I frequently get 100% CPU and I just now found that Bisq writes 2GB of data to disk in only 2 hours. I suspect the cause to be the database writer. Whenever a new object comes in, Bisq serializes everything (all 100000+ objects) and writes them to disk as a blob (not amending the file already there). This causes massive IO and high CPU load while serializing which does not scale. Having smaller buckets might take the edge of short-term.

Details: Problem statement, Numbers, Proposal, ...

Click to unfold

Problem statement

On startup, a Bisq application first requests up-to-date network data from two seednodes. Once data comes in, the Bisq app jumps from the loading screen to the trading UI. However, if no data arrives, Bisq stays at the loading screen forever.

There are two main reasons why this happens:

internet uplink is too slow and hits a seednode's connection timeout during request
the initial data request is huge.

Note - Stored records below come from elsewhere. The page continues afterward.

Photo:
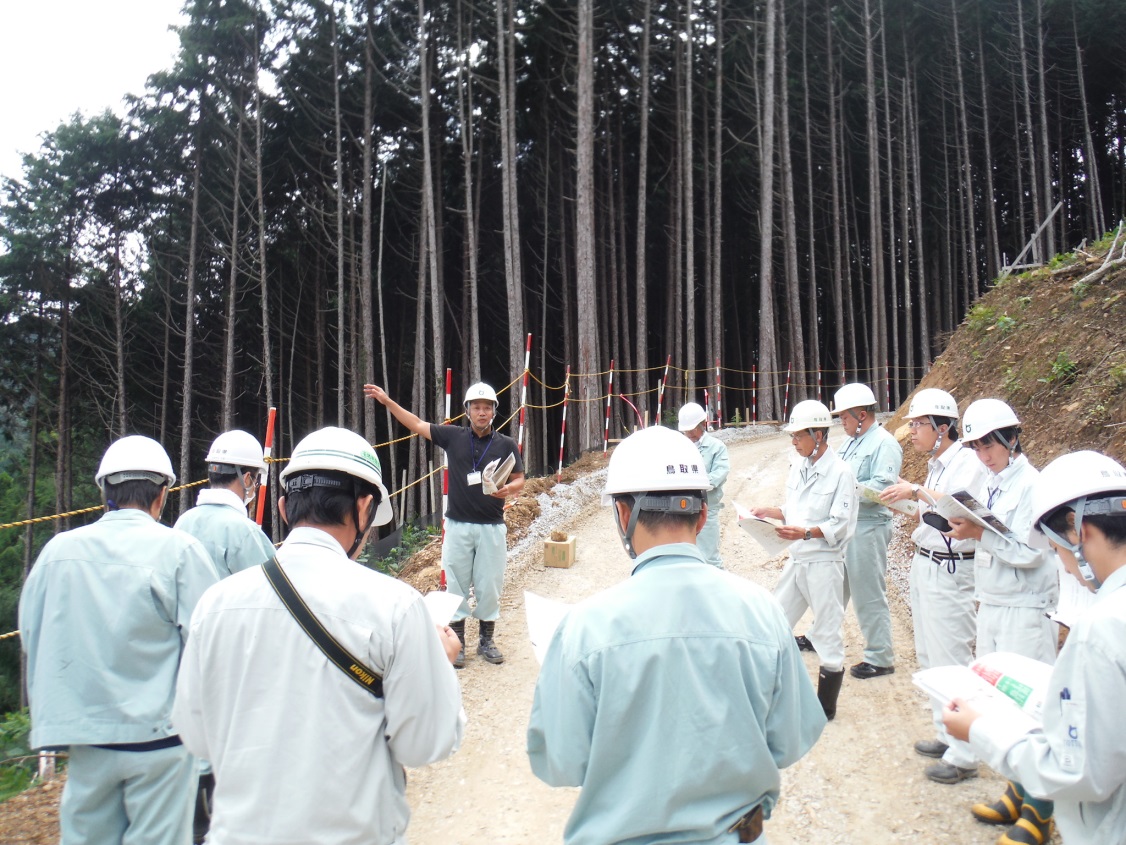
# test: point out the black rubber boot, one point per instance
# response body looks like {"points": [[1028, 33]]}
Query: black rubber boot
{"points": [[202, 821], [485, 648], [459, 630], [829, 687]]}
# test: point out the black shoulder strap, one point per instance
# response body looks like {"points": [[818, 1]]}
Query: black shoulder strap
{"points": [[336, 652]]}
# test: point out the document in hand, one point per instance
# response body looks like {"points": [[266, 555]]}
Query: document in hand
{"points": [[964, 506], [1001, 683], [544, 616], [870, 494], [496, 473], [762, 531]]}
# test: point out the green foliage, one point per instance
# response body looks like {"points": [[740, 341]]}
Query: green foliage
{"points": [[413, 539], [981, 317], [1061, 259], [1063, 371], [1012, 382], [17, 761]]}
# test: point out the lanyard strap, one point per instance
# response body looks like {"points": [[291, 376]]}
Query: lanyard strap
{"points": [[336, 652]]}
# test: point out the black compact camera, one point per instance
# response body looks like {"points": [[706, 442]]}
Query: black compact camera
{"points": [[937, 521]]}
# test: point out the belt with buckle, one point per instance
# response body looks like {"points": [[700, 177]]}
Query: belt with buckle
{"points": [[749, 826]]}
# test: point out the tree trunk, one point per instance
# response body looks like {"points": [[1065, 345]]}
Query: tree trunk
{"points": [[465, 110], [788, 212], [640, 295], [514, 272], [232, 288], [340, 194], [189, 322], [768, 358], [587, 295]]}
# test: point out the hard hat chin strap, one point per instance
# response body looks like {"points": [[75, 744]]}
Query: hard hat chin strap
{"points": [[626, 534], [938, 442], [1077, 549]]}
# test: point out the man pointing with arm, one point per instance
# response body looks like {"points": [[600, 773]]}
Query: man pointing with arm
{"points": [[474, 550]]}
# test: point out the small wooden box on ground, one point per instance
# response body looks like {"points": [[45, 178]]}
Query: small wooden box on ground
{"points": [[559, 552]]}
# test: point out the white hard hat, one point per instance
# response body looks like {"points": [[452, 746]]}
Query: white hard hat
{"points": [[1080, 479], [481, 391], [984, 416], [1074, 477], [690, 416], [932, 402], [810, 414], [238, 448], [135, 457], [654, 460], [852, 396], [338, 450]]}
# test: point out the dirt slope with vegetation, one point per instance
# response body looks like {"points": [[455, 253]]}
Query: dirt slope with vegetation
{"points": [[1052, 344]]}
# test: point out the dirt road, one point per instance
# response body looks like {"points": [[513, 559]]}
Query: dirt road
{"points": [[861, 783]]}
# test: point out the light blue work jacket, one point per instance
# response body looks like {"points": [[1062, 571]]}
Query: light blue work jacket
{"points": [[717, 465], [104, 616], [673, 699], [233, 540]]}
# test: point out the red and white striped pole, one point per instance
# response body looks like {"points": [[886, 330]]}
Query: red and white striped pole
{"points": [[524, 393], [660, 390], [785, 405], [264, 477], [754, 394], [609, 396], [566, 393], [718, 403]]}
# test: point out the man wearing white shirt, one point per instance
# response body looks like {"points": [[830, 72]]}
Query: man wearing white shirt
{"points": [[820, 515], [943, 569], [233, 541], [875, 457]]}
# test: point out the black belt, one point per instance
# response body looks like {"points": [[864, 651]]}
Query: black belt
{"points": [[153, 745], [749, 826], [945, 556]]}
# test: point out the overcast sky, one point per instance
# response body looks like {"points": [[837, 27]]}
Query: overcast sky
{"points": [[60, 56]]}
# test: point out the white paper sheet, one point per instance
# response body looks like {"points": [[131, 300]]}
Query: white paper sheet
{"points": [[964, 506], [870, 494], [496, 473], [762, 531], [544, 616], [441, 605], [1001, 683]]}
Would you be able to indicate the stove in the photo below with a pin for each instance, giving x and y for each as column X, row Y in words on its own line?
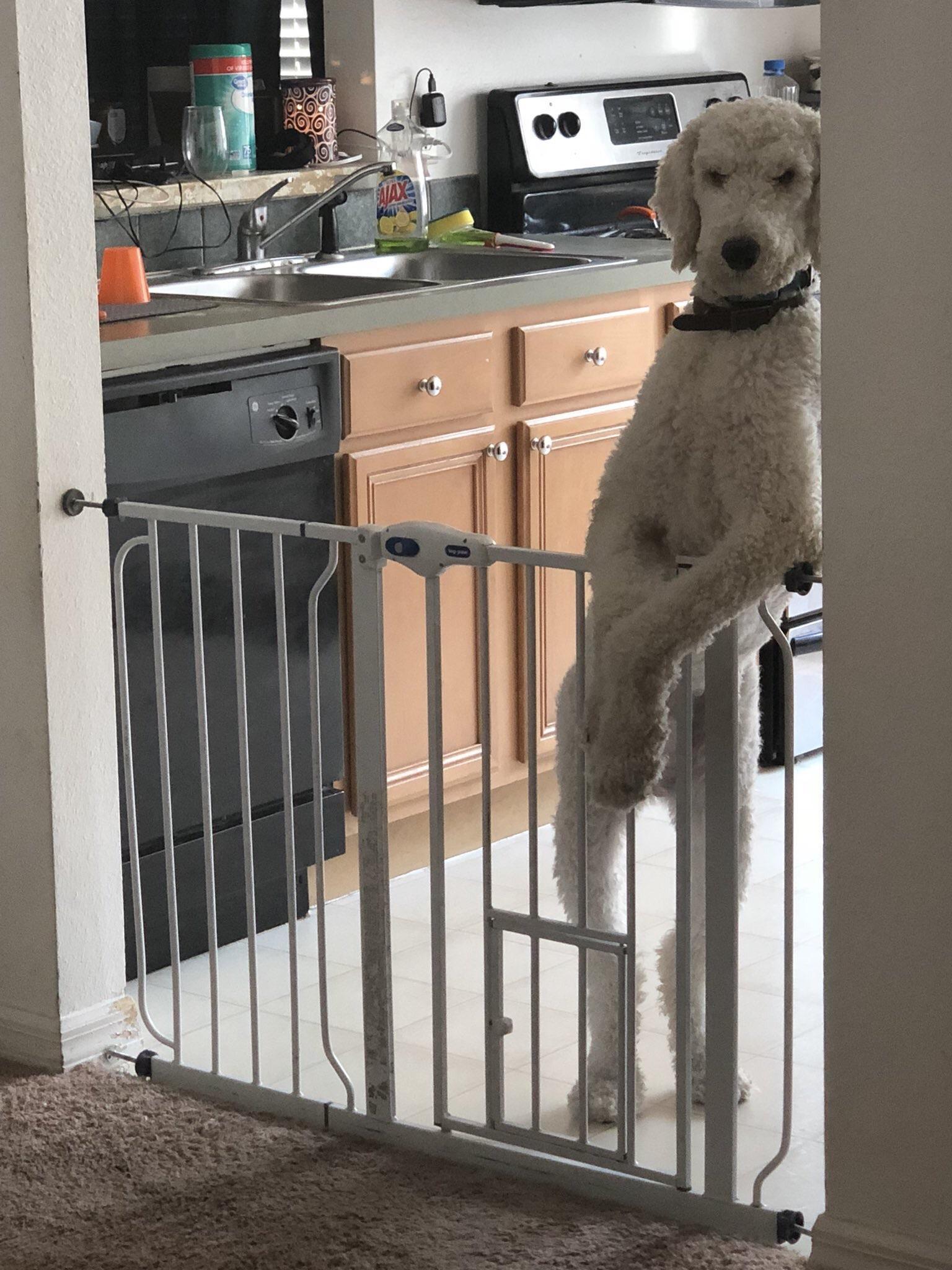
column 582, row 159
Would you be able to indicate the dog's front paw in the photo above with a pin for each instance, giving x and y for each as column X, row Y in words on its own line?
column 699, row 1085
column 625, row 761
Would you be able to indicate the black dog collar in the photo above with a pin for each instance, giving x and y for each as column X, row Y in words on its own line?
column 747, row 314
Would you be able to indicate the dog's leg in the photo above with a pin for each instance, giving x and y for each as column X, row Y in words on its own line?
column 606, row 907
column 748, row 751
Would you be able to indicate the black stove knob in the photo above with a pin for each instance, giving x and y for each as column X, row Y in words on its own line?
column 286, row 422
column 569, row 123
column 544, row 127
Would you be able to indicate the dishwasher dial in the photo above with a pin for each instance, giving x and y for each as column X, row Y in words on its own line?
column 286, row 422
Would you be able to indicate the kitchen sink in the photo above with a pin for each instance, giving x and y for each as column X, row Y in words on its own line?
column 282, row 287
column 447, row 266
column 312, row 281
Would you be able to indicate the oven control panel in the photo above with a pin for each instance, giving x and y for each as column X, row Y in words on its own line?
column 573, row 131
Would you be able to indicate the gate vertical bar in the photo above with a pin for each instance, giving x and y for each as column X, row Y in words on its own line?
column 628, row 1070
column 238, row 605
column 788, row 840
column 721, row 878
column 165, row 779
column 122, row 658
column 582, row 860
column 206, row 778
column 491, row 938
column 288, row 798
column 438, row 879
column 318, row 771
column 532, row 762
column 683, row 921
column 371, row 778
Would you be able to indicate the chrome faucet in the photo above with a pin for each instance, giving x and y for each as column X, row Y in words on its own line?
column 253, row 226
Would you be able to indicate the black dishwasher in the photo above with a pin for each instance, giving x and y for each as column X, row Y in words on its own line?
column 255, row 436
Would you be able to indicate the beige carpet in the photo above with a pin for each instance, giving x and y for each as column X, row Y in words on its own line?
column 106, row 1173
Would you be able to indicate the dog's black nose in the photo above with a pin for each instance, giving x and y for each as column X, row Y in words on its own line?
column 742, row 254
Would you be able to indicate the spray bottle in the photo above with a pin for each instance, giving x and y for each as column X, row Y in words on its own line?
column 403, row 198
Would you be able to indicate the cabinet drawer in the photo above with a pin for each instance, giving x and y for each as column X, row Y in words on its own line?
column 584, row 355
column 416, row 384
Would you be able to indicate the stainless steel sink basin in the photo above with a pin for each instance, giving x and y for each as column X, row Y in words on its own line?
column 282, row 287
column 315, row 282
column 448, row 266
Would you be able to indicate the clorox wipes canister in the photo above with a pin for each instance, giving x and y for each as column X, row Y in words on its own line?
column 403, row 200
column 223, row 75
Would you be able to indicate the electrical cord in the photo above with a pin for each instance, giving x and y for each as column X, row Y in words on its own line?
column 127, row 208
column 359, row 133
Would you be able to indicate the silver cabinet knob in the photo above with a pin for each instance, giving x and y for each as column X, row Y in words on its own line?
column 433, row 386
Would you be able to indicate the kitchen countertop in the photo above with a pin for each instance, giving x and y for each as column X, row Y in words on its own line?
column 240, row 328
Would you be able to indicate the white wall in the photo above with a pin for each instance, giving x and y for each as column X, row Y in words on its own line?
column 61, row 966
column 475, row 48
column 888, row 482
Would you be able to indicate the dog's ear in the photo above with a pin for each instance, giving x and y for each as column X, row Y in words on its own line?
column 674, row 200
column 811, row 122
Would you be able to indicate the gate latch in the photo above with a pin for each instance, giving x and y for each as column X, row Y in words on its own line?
column 428, row 549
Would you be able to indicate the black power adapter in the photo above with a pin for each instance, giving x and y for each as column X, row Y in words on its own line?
column 433, row 106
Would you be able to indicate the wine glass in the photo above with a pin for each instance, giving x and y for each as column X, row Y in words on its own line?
column 205, row 143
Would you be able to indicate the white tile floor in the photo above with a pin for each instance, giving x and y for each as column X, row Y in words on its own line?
column 798, row 1184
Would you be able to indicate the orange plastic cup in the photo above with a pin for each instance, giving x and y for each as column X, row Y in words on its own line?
column 123, row 277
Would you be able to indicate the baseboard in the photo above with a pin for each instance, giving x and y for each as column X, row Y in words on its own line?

It by the time of writing exceeds 4MB and is bound to grow further

Numbers

The numbers below can be transformed to actual request size since each object is represented by a 20 Byte key in the initial outgoing data request basically saying "I already have that, please do not send it".

Data table

Version	Release date	SignedWitness	AccountAgeWitness	TradeStatistics2	total	others	total diff
v0.9.1	2018-12-13	1057	21132	19490	41802	123
v0.9.2	2019-01-08	1057	22056	21384	44620	123	2818
v0.9.5	2019-03-06	1057	24593	25212	50985	123	6365
v1.0.1	2019-04-16	1057	26550	27249	54979	123	3994
v1.1.1	2019-05-06	1057	27360	28585	57125	123	2146
v1.1.2	2019-06-04	1057	29437	30558	61196	144	4071
v1.1.3	2019-07-16	1057	32172	34344	67753	180	6557
v1.1.5	2019-08-08	1057	33664	36248	71149	180	3396
v1.1.7	2019-09-23	1057	36493	40273	77938	115	6789
v1.2.2	2019-11-01	1057	38665	42657	82494	115	4556
v1.2.3	2019-11-07	1171	39415	43009	83710	115	1216
v1.2.4	2019-12-05	1441	41114	45475	88145	115	4435
v1.2.5	2020-01-09	1693	43102	48049	92959	115	4814
v1.2.7	2020-02-13	1920	45204	51222	98461	115	5502
live	2020-03-06	2123	46989	54322	103997	563	5536

Proposed Solution

By adding the info "I am Bisq v1.2.1" to the list of known objects, we know what objects the client has - namely, objects shipped with the data stores of v1.2.1.

bin up the data
create a "special" key for addressing bins
tie those bins to the application version
create a new bin on every release holding only new data
if someday, the bins grow too big, we can split them even further since special keys are only identifiers

Advantages

reduce the number of historical keys to be send to O(1) (right now, it is O(n), @stejbac's solution is probably O(ln(n))(?))
no new fields needed in the protocol
robust? if a requestee does not know the "special" key, it just sends all the data
much simpler and therefore, easier to maintain compared to @stejbac's approach
maybe someday we are forced to not ship all historical appendOnly data to keep the memory footprint reasonable
- there is approx. +300kb per release now (source is @ripcurlx)
- if we reach our goal of 10x everything, we might get +3MB per release
- beyond, 10x that and we are at +30MB per release and that is starting to become an issue
- the Bitcoin blockchain has light clients as well
if we succeed in binning the data, we can move on to lazy-loading bins, thus, limiting RAM usage
- approx. 6000 new objects since v1.2.7 with a release coming up (check with @ripculx?)
- in other words plus 6k * 20Bytes = 120kB for the next release *2 on app startup)
- given successful growth campaigns, this will worsen the issue fast
  - if we reach our goal of 10x everything, we might face +1.2MB * 2 for the initial request per release
- lower RAM requirements might pave the way to moving Bisq to resource-restricted devices like smart phones or single-board computers

Disadvantages

introduce a dependency on "time", ie. the bisq version
given growth efforts succeed, we might have to release more often (or move to another method of binning the data)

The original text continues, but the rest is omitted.